Using the DIPlib library (disclosure: I'm an author) you can apply the operation as follows (the median is not implemented). Other image processing libraries have similar functionality, though might not be as flexible with the number of channels.
import diplib as dip
# sample = imread(input_img)
# label_mask = np.load(input_mask)
# Alternative random data so that I can run the code for testing:
sample = imageio.imread("../images/trui_c.tif")
label_mask = np.random.randint(0, 20, sample.shape[:2], dtype=np.uint32)
sample = dip.Image(sample, tensor_axis=2)

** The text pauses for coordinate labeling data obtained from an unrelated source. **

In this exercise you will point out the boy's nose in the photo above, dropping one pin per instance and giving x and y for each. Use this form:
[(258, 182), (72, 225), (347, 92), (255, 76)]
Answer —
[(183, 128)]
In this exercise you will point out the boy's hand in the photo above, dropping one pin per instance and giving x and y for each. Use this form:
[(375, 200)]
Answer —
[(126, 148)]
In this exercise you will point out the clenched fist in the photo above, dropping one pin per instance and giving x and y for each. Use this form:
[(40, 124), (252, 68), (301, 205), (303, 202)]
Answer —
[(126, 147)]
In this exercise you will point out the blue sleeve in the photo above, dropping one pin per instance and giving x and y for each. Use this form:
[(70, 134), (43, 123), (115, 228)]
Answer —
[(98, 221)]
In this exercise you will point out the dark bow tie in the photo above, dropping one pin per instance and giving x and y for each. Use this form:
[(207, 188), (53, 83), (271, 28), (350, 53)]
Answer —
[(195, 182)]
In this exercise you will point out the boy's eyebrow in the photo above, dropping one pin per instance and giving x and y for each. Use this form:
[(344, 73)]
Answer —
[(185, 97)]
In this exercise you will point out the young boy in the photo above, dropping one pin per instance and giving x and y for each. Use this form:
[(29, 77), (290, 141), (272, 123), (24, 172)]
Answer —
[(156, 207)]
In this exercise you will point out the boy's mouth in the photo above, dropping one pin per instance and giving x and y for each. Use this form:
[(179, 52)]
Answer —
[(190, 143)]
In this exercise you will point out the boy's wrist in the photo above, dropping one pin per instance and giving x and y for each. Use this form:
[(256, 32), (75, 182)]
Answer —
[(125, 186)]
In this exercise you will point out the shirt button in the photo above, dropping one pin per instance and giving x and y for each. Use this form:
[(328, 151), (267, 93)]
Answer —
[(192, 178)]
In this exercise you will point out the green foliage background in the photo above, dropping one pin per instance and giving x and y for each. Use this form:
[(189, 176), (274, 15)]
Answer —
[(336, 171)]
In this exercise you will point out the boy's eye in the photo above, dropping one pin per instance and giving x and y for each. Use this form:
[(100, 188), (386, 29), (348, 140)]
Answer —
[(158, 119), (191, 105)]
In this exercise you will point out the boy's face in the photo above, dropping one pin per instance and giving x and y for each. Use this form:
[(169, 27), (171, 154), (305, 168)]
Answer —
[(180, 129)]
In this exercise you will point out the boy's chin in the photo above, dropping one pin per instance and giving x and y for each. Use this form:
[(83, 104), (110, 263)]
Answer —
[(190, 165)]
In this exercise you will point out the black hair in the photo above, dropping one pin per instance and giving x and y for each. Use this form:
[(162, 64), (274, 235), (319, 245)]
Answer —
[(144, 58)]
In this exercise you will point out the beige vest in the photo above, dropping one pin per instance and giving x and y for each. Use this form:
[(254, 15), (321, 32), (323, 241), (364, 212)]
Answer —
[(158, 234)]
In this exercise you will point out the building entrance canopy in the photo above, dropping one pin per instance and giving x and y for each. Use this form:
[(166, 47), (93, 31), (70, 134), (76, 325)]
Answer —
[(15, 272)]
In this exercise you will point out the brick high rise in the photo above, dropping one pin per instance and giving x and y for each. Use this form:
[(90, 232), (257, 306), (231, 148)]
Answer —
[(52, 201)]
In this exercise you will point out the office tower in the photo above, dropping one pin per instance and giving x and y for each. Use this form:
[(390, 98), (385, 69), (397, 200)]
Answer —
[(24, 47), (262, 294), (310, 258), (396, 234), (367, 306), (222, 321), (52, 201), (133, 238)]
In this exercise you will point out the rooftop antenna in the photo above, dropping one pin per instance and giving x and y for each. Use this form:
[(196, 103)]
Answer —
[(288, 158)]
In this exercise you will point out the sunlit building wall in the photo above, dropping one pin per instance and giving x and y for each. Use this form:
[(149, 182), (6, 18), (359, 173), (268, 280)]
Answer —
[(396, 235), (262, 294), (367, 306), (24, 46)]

msr = dip.MeasurementTool.Measure(label_mask, sample, features=["Mean", "StandardDeviation", "MinVal", "MaxVal"])
print(msr)
This prints out:
| Mean | StandardDeviation | MinVal | MaxVal |
-- | ------------------------------------ | ------------------------------------ | ------------------------------------ | ------------------------------------ |
| chan0 | chan1 | chan2 | chan0 | chan1 | chan2 | chan0 | chan1 | chan2 | chan0 | chan1 | chan2 |
| | | | | | | | | | | | |
-- | ---------- | ---------- | ---------- | ---------- | ---------- | ---------- | ---------- | ---------- | ---------- | ---------- | ---------- | ---------- |
1 | 82.26 | 41.30 | 24.77 | 57.77 | 52.16 | 48.22 | 5.000 | 3.000 | 1.000 | 255.0 | 255.0 | 255.0 |
2 | 82.02 | 41.18 | 24.85 | 52.16 | 48.22 | 48.33 | 3.000 | 1.000 | 1.000 | 255.0 | 255.0 | 255.0 |
3 | 82.39 | 41.17 | 24.93 | 48.22 | 48.33 | 48.48 | 1.000 | 1.000 | 1.000 | 255.0 | 255.0 | 255.0 |
4 | 82.14 | 41.62 | 25.03 | 48.33 | 48.48 | 48.47 | 1.000 | 1.000 | 0.000 | 255.0 | 255.0 | 255.0 |
5 | 82.89 | 41.45 | 24.94 | 48.48 | 48.47 | 48.54 | 1.000 | 0.000 | 1.000 | 255.0 | 255.0 | 255.0 |
6 | 82.83 | 41.60 | 25.26 | 48.47 | 48.54 | 48.65 | 0.000 | 1.000 | 1.000 | 255.0 | 255.0 | 255.0 |
7 | 81.95 | 41.77 | 25.51 | 48.54 | 48.65 | 48.22 | 1.000 | 1.000 | 2.000 | 255.0 | 255.0 | 255.0 |
8 | 82.93 | 41.36 | 25.19 | 48.65 | 48.22 | 48.11 | 1.000 | 2.000 | 1.000 | 255.0 | 255.0 | 255.0 |
9 | 81.88 | 41.70 | 25.07 | 48.22 | 48.11 | 47.69 | 2.000 | 1.000 | 1.000 | 255.0 | 255.0 | 255.0 |
10 | 81.46 | 41.40 | 24.82 | 48.11 | 47.69 | 48.32 | 1.000 | 1.000 | 2.000 | 255.0 | 255.0 | 255.0 |
11 | 81.33 | 40.98 | 24.76 | 47.69 | 48.32 | 48.85 | 1.000 | 2.000 | 1.000 | 255.0 | 255.0 | 255.0 |
12 | 82.30 | 41.55 | 25.12 | 48.32 | 48.85 | 48.75 | 2.000 | 1.000 | 1.000 | 255.0 | 255.0 | 255.0 |
13 | 82.43 | 41.50 | 25.15 | 48.85 | 48.75 | 48.89 | 1.000 | 1.000 | 1.000 | 255.0 | 255.0 | 255.0 |
14 | 83.29 | 42.11 | 25.65 | 48.75 | 48.89 | 48.32 | 1.000 | 1.000 | 1.000 | 255.0 | 255.0 | 255.0 |
15 | 83.20 | 41.64 | 25.28 | 48.89 | 48.32 | 48.13 | 1.000 | 1.000 | 1.000 | 255.0 | 255.0 | 255.0 |
16 | 81.51 | 40.92 | 24.76 | 48.32 | 48.13 | 48.73 | 1.000 | 1.000 | 1.000 | 255.0 | 255.0 | 255.0 |
17 | 81.81 | 41.31 | 24.71 | 48.13 | 48.73 | 48.49 | 1.000 | 1.000 | 0.000 | 255.0 | 255.0 | 255.0 |
18 | 83.58 | 41.85 | 25.25 | 48.73 | 48.49 | 32.20 | 1.000 | 0.000 | 1.000 | 255.0 | 255.0 | 212.0 |
19 | 82.12 | 41.24 | 25.06 | 48.49 | 32.20 | 24.44 | 0.000 | 1.000 | 1.000 | 255.0 | 212.0 | 145.0 |
I don't have an efficient solution for the median. You'd have to split the image into a separate array for each label, then run the median over that. This would be equally efficient as the above, but use up much more memory.